An analysis of the financial statements released at the weekend, showed that the bank’s total assets stood at $12 billion; loans and advances at $9.5 billion (14.2 per cent increase from full year 2017); return on average assets at 1.9 per cent; return on average equity at 10.3 per cent; and capital adequacy ratio at 23 per cen).
The balance sheet, according to the region’s largest trade bank, remained solid with shareholder funds growing by 11 per cent since 31 December 2017 to reach $2.36 billion.
Other highlights of the results include: non-performing loans (NPL) coverage ratio of 145 per cent (compared to 141 per cent for the same period in 2017); NPL ratio of 2.5 per cent (versus 2.4 per cent in 2017); Proportion of non-interest/gross income of 11 per cent (versus 4 per cent in 2017); and net interest margin of 3.1 per cent (versus 2.8 per cent in 2017).
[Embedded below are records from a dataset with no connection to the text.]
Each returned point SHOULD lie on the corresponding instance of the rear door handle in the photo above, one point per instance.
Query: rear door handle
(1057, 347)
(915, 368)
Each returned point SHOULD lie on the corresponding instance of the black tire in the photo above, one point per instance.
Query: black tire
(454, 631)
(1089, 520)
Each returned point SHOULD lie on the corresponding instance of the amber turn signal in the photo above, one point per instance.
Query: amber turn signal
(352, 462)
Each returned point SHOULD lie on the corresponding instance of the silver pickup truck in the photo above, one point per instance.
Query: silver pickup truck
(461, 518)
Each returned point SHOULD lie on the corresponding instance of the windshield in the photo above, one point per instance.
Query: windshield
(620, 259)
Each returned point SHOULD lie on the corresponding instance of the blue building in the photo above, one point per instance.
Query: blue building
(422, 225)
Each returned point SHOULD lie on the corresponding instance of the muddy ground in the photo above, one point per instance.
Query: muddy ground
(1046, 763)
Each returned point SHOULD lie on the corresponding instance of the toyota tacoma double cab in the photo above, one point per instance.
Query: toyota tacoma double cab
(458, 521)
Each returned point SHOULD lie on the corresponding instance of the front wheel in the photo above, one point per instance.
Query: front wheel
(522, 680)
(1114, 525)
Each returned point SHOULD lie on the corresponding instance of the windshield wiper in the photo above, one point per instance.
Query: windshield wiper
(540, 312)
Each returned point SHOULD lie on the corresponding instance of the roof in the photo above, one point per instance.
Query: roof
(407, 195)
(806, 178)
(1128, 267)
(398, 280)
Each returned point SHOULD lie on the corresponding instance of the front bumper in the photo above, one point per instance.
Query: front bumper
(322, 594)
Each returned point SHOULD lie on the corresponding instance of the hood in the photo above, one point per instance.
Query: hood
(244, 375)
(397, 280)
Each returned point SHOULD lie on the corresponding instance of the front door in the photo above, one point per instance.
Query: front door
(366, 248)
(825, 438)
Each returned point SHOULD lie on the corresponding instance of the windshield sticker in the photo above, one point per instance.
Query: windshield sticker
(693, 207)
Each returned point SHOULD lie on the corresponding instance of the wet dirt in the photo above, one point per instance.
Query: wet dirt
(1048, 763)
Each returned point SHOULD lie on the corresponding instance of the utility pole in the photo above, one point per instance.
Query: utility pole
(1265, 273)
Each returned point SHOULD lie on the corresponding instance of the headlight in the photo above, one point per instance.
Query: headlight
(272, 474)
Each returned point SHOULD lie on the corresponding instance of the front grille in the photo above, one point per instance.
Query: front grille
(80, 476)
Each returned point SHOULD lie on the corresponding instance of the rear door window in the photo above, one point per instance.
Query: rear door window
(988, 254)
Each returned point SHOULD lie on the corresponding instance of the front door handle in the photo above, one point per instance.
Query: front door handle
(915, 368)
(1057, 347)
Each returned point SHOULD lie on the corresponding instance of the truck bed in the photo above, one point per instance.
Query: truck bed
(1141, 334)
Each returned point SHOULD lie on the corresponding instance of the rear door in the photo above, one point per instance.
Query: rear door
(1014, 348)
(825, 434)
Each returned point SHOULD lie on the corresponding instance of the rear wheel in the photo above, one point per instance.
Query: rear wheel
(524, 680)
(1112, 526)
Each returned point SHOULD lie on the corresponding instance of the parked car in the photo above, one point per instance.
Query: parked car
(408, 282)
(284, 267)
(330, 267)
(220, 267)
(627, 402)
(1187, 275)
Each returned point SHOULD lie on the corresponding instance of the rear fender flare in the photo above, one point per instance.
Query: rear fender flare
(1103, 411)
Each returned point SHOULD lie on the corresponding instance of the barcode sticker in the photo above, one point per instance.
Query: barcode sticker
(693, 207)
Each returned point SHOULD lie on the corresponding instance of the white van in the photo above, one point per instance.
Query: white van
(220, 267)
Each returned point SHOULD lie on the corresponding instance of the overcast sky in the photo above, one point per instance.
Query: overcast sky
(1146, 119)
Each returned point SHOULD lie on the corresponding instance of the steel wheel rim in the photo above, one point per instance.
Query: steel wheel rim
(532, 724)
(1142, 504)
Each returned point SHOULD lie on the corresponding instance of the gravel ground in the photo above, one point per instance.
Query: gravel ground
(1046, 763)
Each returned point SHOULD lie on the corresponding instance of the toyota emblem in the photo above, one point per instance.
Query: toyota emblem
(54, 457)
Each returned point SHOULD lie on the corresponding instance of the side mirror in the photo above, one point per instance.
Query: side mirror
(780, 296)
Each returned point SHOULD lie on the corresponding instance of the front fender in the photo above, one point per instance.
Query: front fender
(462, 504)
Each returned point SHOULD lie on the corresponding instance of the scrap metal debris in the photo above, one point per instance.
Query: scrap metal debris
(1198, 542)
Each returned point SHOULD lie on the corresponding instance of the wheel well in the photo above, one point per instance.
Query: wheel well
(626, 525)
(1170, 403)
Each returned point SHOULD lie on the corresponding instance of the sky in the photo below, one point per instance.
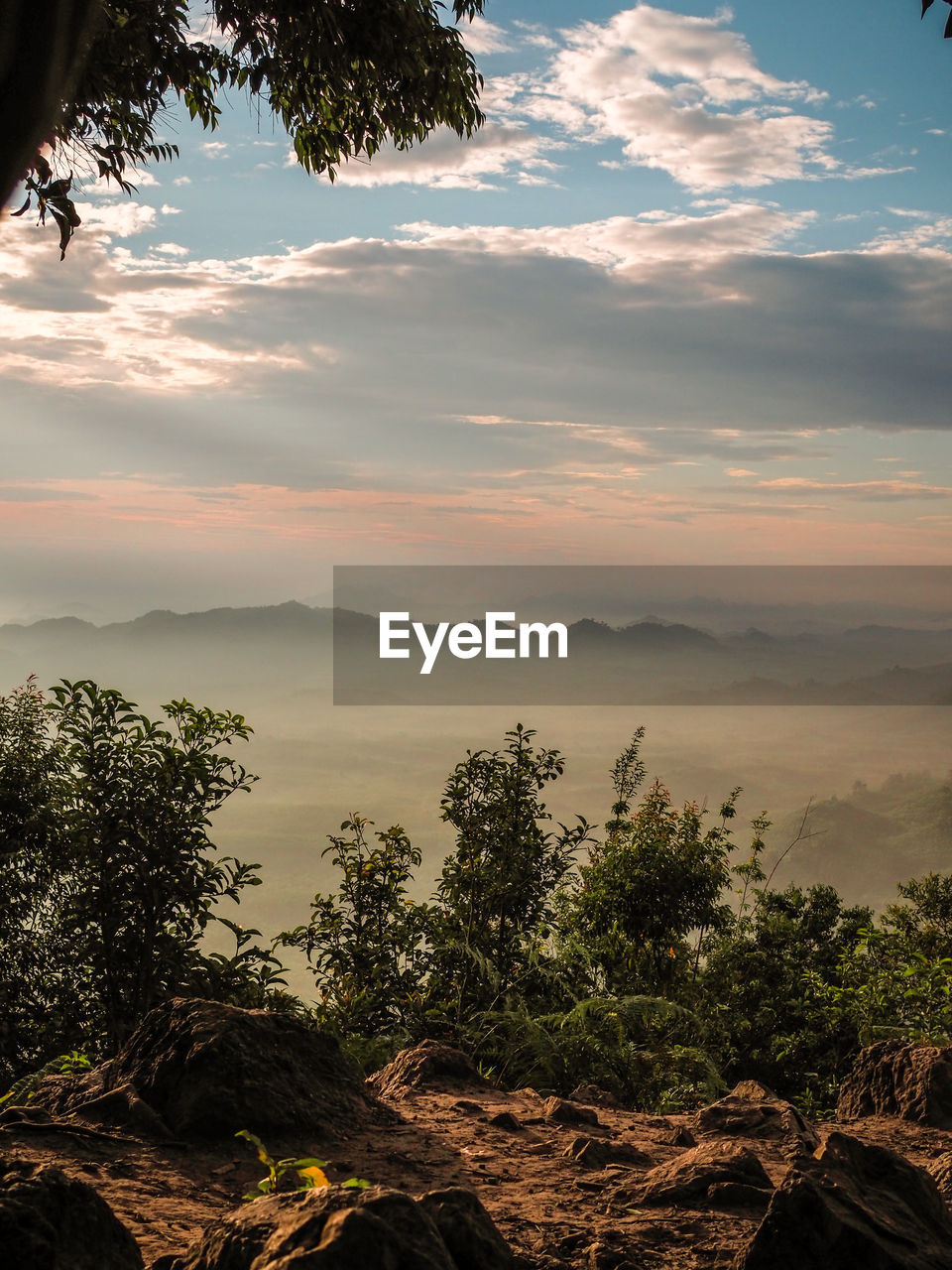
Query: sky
(685, 299)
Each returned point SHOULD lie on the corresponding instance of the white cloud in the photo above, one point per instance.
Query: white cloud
(485, 37)
(443, 162)
(682, 94)
(629, 243)
(119, 218)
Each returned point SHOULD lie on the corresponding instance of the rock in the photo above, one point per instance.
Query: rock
(430, 1065)
(507, 1120)
(594, 1096)
(209, 1070)
(597, 1153)
(588, 1152)
(125, 1109)
(16, 1114)
(751, 1110)
(467, 1229)
(685, 1179)
(567, 1112)
(852, 1206)
(892, 1079)
(50, 1222)
(941, 1171)
(604, 1256)
(468, 1106)
(340, 1228)
(680, 1137)
(738, 1196)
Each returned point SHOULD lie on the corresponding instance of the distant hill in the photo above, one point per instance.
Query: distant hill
(870, 839)
(653, 661)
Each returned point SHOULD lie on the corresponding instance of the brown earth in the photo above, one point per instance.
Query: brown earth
(567, 1184)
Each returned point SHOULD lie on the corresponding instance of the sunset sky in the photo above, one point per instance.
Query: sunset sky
(685, 299)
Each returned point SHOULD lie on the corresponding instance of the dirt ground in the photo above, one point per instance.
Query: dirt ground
(552, 1209)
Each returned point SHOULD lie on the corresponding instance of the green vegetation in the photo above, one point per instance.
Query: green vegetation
(340, 79)
(653, 959)
(290, 1174)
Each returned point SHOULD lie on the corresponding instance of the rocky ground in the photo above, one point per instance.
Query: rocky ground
(578, 1183)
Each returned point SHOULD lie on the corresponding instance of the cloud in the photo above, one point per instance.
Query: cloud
(629, 243)
(682, 94)
(873, 490)
(444, 162)
(485, 37)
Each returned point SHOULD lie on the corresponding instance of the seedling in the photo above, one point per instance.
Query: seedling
(309, 1171)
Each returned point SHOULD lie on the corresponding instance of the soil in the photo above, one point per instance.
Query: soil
(531, 1171)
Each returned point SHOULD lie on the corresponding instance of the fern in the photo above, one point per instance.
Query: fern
(63, 1065)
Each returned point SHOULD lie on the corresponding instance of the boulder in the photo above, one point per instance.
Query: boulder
(594, 1095)
(685, 1180)
(567, 1112)
(467, 1229)
(340, 1228)
(598, 1152)
(849, 1206)
(751, 1110)
(893, 1079)
(208, 1070)
(430, 1065)
(51, 1222)
(941, 1171)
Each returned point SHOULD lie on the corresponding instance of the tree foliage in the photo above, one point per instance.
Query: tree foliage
(340, 76)
(661, 968)
(109, 879)
(927, 5)
(363, 944)
(498, 888)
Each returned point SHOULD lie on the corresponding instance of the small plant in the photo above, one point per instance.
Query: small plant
(309, 1171)
(63, 1065)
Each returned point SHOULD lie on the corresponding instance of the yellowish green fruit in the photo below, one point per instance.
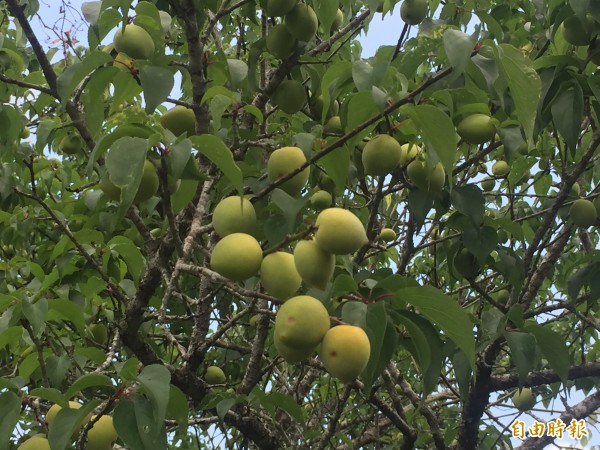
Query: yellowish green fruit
(575, 191)
(476, 129)
(284, 161)
(102, 435)
(280, 43)
(576, 31)
(500, 169)
(409, 152)
(71, 144)
(301, 322)
(387, 235)
(179, 120)
(466, 264)
(254, 320)
(214, 375)
(321, 200)
(524, 399)
(148, 185)
(316, 108)
(134, 41)
(98, 333)
(583, 213)
(237, 256)
(337, 21)
(381, 155)
(314, 264)
(35, 443)
(501, 296)
(279, 8)
(123, 62)
(413, 12)
(345, 352)
(426, 178)
(289, 96)
(234, 215)
(334, 125)
(488, 184)
(302, 22)
(340, 232)
(54, 409)
(279, 276)
(290, 354)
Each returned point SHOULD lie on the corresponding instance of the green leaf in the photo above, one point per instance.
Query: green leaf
(238, 71)
(326, 14)
(178, 407)
(522, 352)
(214, 149)
(66, 309)
(524, 84)
(469, 201)
(10, 410)
(157, 84)
(130, 253)
(126, 425)
(88, 380)
(553, 348)
(287, 404)
(383, 340)
(66, 423)
(336, 165)
(443, 311)
(50, 394)
(567, 112)
(36, 314)
(458, 47)
(73, 75)
(125, 163)
(438, 133)
(57, 367)
(156, 380)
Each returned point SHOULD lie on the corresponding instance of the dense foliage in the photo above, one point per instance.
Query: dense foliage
(484, 279)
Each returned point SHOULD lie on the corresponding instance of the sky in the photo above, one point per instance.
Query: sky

The bank’s President, Prof. Benedict Oramah, said that the results reflected the continuing successful implementation of the lender’s five-year strategic plan- “Impact 2021”, which emphasised improving Intra-Africa Trade; facilitating industrialisation and export development; strengthening trade finance leadership; and improving financial soundness and performance.
The results reaffirmed the bank’s transition to normal operations, with growing loan book and improving interest margins, he said.
Noting that the pursuit of the medium-term strategy had led to higher operating expenses driven by staff costs and one-off general expenses relating to ongoing initiatives.
The Bank’s Intra-African Trade Strategy, including the Intra-African Trade Fair, being held in collaboration with the African Union, underpinned the expected growth in trade finance, project finance and advisory services in the short to medium-term, he said.
Oramah noted that the bank was planning a secondary listing of its depositary receipts in order to improve liquidity and access to diversified investor base. It had also explored alternative sources of funding the balance sheet and deployed excess cash holdings to finance loans with better interest margins.
It was developing an African payment platform to facilitate intra-African trade and to help mitigate the challenge posed by low access to international foreign exchange, added President Oramah.